Breast Revision in Hollywood – Double-Bubble Breast Deformity and Ruptured Implants
Posted On: November 10, 2008 Author: The Office of Dr. Stuart Linder Posted In: Breast Revision, Home
Double-Bubble Breast Deformity and Ruptured Implants
We see patients with double-bubble deformities associated with poorly positioned implants. In my Beverly Hills practice, I very much enjoy fixing and repairing breasts that present with a double-bubble deformity. This means simply that the breast implant is too high and the skin over-drapes it. The nipple is often low on the breast and along the lower pole and the implant is superiorly retropositioned. This normally is associated with poorly placed implants directly from the original surgery either transumbilical or transaxillary. If the parasternal and inframammary portions of the pectorals major muscle are not adequately released, the implant will never fall to a normal position and the implant will be raised superiorly, as if being pinched up with a catcher’s net.
The double-bubble deformity is correctable by several staged operations.
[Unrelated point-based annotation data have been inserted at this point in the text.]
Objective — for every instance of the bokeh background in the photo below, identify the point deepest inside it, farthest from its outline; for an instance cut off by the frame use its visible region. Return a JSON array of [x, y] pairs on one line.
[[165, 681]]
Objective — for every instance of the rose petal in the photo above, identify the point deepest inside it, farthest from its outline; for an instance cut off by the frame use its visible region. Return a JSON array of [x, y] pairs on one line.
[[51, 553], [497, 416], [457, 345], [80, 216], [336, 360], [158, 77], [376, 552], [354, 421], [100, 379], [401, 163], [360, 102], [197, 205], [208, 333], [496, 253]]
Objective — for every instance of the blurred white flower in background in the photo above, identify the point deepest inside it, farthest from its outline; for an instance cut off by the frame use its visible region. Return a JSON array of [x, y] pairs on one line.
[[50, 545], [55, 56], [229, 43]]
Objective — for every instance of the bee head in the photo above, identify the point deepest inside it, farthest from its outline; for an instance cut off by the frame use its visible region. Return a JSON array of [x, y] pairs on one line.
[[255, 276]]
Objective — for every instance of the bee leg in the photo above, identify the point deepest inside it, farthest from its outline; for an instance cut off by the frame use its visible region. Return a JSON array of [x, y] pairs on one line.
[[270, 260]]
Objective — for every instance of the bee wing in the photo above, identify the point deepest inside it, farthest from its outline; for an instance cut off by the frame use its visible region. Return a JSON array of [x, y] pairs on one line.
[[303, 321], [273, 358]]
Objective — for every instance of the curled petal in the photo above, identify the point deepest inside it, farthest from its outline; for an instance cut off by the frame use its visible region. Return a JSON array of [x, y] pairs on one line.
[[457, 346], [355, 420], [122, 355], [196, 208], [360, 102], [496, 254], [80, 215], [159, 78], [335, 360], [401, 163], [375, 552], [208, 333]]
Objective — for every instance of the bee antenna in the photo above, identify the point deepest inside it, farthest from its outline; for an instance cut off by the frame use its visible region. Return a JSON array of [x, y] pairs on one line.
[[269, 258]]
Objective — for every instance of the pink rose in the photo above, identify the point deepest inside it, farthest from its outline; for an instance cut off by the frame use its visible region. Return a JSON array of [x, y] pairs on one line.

The first component of the surgery includes releasing the scar tissue as an open capsulotomy with inferiorly or lowering the implant and the pocket.
The second component may require a breast lift, usually a formal mastopexy where skin is removed around the nipple vertically along the inframammary fold. This will tighten the skin envelope after the implant is now correctly positioned inferiorly. Ruptured implants occur all the time. In general, implants are not lifetime devices. In fact, they can rupture at any time after implantation. Breast implants when ruptured should be removed as soon as possible in order to prevent further collapse of scar tissue around the bags which could cause more difficulty in creating a normal appearance.
Silicone implant ruptures are usually only detectable with MRIs, as they remain silent even with mammograms which are often not sensitive to rupture.
In my practice, patients are asked to have an MRI performed every two to three years after implantation of silicone implants under the muscle.
Patients who have ruptured implants often present to us from throughout the Western hemisphere.
Sometime they no longer have surgeons who have taken care of them in the past because the patients have moved, the surgeon may have passed away or the patient no longer feels comfortable with that specific physician.
As a result, Dr. Linder very much enjoys repairing implants with double-bubble deformities and/or explantation and reimplantation with capsulectomies and/or capsulotomies after ruptured or deflated saline or silicone implants.